Дело в том, что сегодня за обедом, пока я жевал и вслушивался в себя, меня захлестнуло воспоминание об одном совершенно забытом эпизоде. Я вспомнил, как однажды выступил в качестве защитника одного нашего солдата на военном суде в Этре.
Как-то вечером, после работы, в нашем бараке разнесся слух, что в первом взводе отмечен случай нарушения дисциплины. Дежурный унтер-офицер, тот самый Бауде, с отвислыми, как у старого пса, щеками, уже рапортовал об этом своему начальству. Один из самых долговязых солдат первого взвода, гамбуржец Гейн Юргенс, после разгрузки второго поезда с боеприпасами заявил, что с него хватит, сегодня он больше работать не желает. Два поезда они уже одолели: один — рано утром, второй — после обеда. Около шести вечера взводу снова было приказано отправиться на разгрузку еще пяти вагонов; тут Гейн и воспротивился, сказал, что никуда из барака не пойдет. Двенадцать часов отбарабанили, больше он не в силах. Если другие в состоянии — пожалуйста, на здоровье. Товарищи по взводу уговаривали его, как больную лошадь, затем оделись и вышли из барака. Гейн Юргенс остался. Взводный унтер-офицер, такой же долговязый, как сам Юргенс, быть может, добрым словом и сломил бы его упрямство, но, к сожалению, он отправился после обеденного дежурства в Флаба или в Виль, где саперы выставили угощение. Беда и пришла.

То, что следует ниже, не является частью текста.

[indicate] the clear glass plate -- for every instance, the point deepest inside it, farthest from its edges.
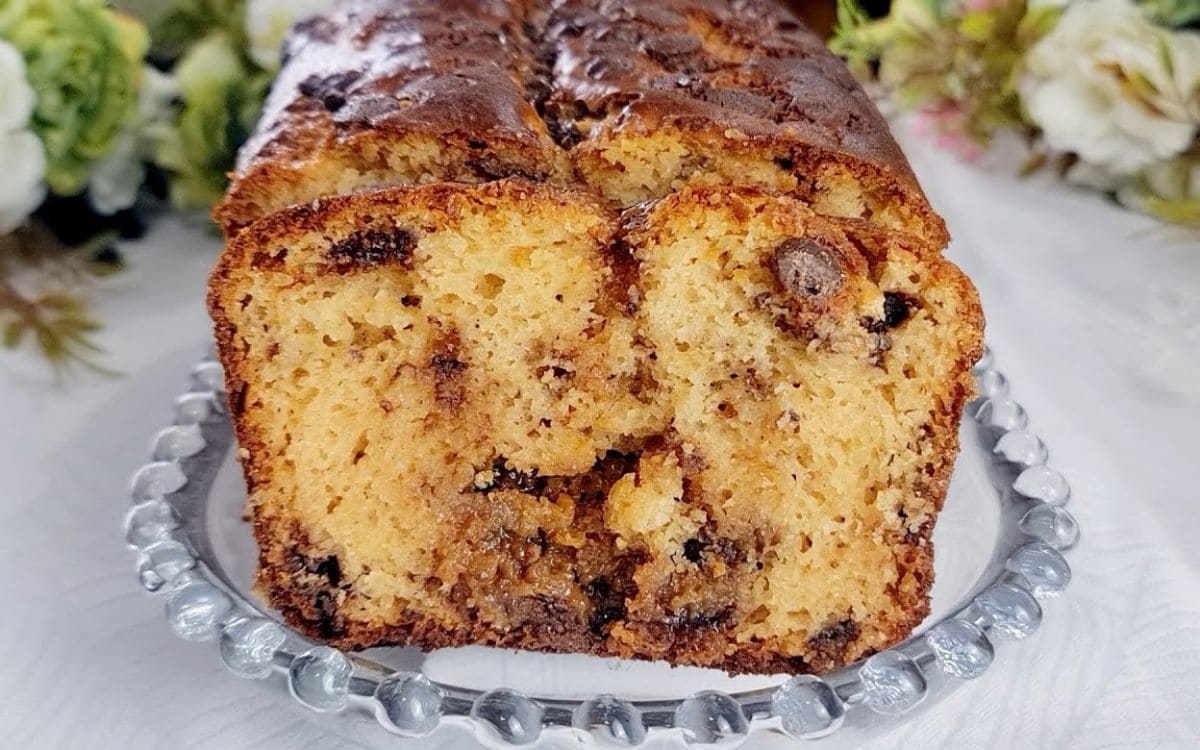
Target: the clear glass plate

В нашем бараке оживленно обсуждался поступок Гейна. Одни с пеной у рта доказывали, что долговязый гамбуржец действовал не по-товарищески по отношению к солдатам своего взвода, гамбуржцам или негамбуржцам — все равно; ведь он взвалил на их плечи свою долю работы. Другие, в том числе Паль, возражали. Не хватит ли, говорили они, десятичасового рабочего дня для Гейна Юргенса — шахтера и члена профессионального союза? Конечно, говорили первые, в мирное время хватило бы и девяти часов труда. Горе в том, что сейчас война, а об этом пустячке Гейн позабыл. Я очень хорошо помню, как Карл Лебейде, который собрался поиграть в скат и уже сдал карты, снова смешал их, предложил своему соседу Рейнгольду занять его место, нахлобучил на голову бескозырку и вышел из барака — очевидно, с намерением досконально разузнать все на месте.
В те минуты я больше был занят мыслями о Кройзинге, чем своим окружением. Поэтому я отмахнулся от истории с Юргенсом, надел свою тиковую куртку и сел под стенкой барака лицом к шоссе покурить трубку. Мне пришло в голову, что, может быть, следовало бы поймать нашего связного и расспросить, что же на самом деле произошло в Билльском лазарете с юным Кройзингом. Я лихорадочно размышлял о несостоявшемся военном суде и о том, как войти в соприкосновение с офицером, членом суда. Мне, разумеется, и во сне не виделось, что я столкнусь с этим учреждением, и довольно скоро…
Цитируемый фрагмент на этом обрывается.